I let my eyes track the movement, catching the way her stomach pressed against the apron strings as she leaned over the table. She caught me looking and immediately shifted her weight, a flash of self-consciousness crossing her face as she subtly tugged at the hem of her shirt to hide the curve of her hip. That small, instinctive move hit me somewhere I wasn’tprepared for. Like she was trying to make herself smaller. Like she’d learned somewhere along the way that her body was something to apologize for. It took everything I had not to reach out and stop her hands. To tell her that every generous, lush inch of her was something a man would wreck himself over. That I’d been wrecking myself over it for weeks. I kept my mouth shut and picked up my fork instead. Some truths had no business coming out of my mouth.

“On the house,” she said, giving me a look I couldn’t quite read. “For stepping in.”

“Didn’t do it for pie,” I muttered, but I picked up the fork, anything to stop the thoughts churning in my head.

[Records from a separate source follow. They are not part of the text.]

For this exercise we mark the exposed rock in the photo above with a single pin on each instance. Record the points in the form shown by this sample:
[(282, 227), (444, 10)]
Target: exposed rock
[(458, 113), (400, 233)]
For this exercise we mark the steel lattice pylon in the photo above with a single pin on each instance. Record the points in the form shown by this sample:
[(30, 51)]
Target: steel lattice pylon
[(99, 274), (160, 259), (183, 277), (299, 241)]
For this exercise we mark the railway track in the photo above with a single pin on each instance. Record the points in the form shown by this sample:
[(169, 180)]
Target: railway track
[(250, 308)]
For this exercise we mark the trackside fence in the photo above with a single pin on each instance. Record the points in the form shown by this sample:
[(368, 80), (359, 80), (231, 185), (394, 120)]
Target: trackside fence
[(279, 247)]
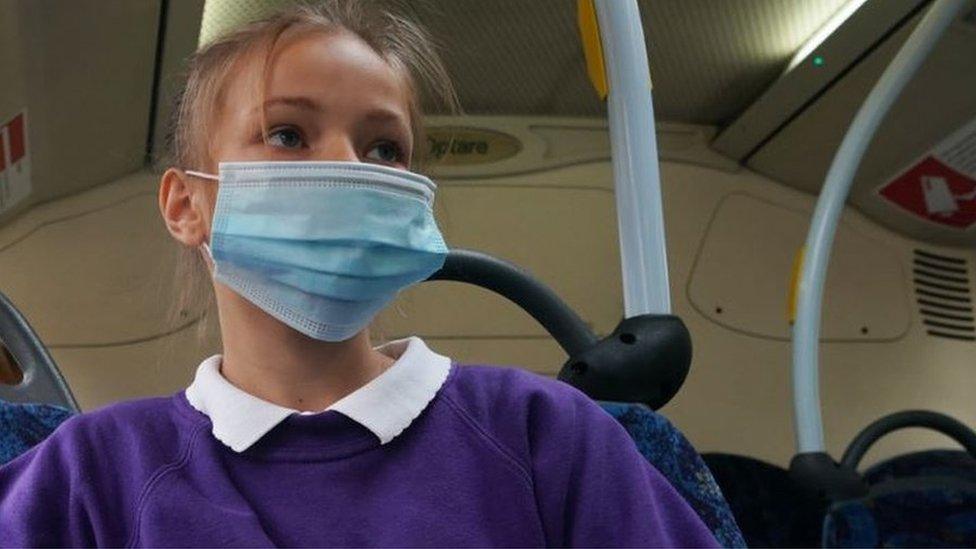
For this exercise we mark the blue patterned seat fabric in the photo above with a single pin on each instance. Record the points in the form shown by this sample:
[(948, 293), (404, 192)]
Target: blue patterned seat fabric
[(928, 463), (671, 453), (906, 512), (771, 509), (22, 426)]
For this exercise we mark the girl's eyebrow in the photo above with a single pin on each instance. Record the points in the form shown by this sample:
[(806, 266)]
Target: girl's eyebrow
[(378, 115), (298, 102)]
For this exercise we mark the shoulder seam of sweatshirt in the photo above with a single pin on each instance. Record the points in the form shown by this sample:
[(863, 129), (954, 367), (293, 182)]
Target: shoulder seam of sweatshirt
[(157, 476), (493, 443)]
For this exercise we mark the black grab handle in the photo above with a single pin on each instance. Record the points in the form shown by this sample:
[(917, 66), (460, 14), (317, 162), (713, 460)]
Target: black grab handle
[(522, 289), (645, 359)]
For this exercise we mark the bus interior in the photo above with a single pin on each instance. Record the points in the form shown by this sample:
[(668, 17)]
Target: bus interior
[(754, 103)]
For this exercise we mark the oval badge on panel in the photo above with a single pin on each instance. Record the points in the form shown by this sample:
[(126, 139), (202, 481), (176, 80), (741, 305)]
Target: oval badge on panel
[(459, 146)]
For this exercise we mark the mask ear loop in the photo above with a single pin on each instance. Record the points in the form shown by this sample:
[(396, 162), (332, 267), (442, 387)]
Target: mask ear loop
[(205, 247)]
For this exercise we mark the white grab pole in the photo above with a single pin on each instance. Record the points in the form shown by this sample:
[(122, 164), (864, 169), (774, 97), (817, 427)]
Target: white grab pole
[(830, 205), (637, 179)]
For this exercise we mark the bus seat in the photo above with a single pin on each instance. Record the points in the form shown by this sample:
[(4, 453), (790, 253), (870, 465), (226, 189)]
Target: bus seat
[(769, 507), (671, 454), (906, 512), (927, 463), (22, 426)]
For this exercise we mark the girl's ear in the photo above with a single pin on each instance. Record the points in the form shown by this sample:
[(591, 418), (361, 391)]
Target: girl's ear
[(180, 203)]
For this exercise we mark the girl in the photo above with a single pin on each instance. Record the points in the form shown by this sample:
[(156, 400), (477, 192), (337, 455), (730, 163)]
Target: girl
[(292, 144)]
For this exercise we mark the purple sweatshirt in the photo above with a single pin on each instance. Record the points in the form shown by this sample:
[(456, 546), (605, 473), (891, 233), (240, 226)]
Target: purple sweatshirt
[(500, 457)]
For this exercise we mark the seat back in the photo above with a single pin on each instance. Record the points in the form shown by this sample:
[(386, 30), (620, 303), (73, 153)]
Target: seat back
[(671, 454), (42, 381), (771, 509), (927, 463), (906, 512), (22, 426)]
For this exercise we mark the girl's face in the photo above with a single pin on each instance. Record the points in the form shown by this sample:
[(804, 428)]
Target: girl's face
[(327, 97)]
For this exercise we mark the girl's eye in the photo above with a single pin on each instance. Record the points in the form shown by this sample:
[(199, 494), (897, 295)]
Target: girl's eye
[(387, 152), (286, 138)]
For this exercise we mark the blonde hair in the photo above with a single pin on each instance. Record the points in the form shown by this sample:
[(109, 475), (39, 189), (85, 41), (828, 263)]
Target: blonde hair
[(402, 43)]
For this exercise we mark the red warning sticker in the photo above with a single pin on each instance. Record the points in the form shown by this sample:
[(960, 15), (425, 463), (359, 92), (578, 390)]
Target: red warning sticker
[(15, 164), (941, 187)]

I stayed until the end of her shift, watching her wipe down tables with a focused efficiency, even though she was clearly dead on her feet. When she finally emerged from the back with her keys in hand, she stopped when she saw me.

She didn’t even need to ask why I was still there. “I don’t need a bodyguard.”

“It’s late.” I didn’t say anything else, simply followed her out into the mountain air.

The parking lot was quiet, most of the customers had already left.

When she reached her car—a vehicle that had seen better years, hell, better decades—she turned toward me, her back to the driver’s side door.

“You’re a strange man,” she said. She was looking at me like she was trying to figure me out, completely unintimidated. By my scar. My size. By me.

Most people her age had learned to read the warning signs on a man like me and act accordingly. She wasn’t just young, she was innocent. And too damn trusting for my peace of mind.

“You come in here, barely speak, and then act like—”

A loud, sharp crack ripped through the silence.

In a heartbeat, the diner parking lot disappeared, and I wasn’t in Montana anymore.

I pushed Keely against the car, my body a heavy shield over hers, one arm pinned against the roof as I trapped her against me. My other hand went to my hip, searching for a sidearm that wasn’t there, my eyes scanning the dark tree line for muzzle flashes.

“Griffin.” Her voice was soft and even, cutting through the fog of my memories. Her small hands were planted against my chest as if to ground me. It took a split second for me to recognize the sound—a truck backfiring a few blocks over. But that instinct to protect didn’t go away. “It was a truck,” she whispered. “Just a truck, Griffin.”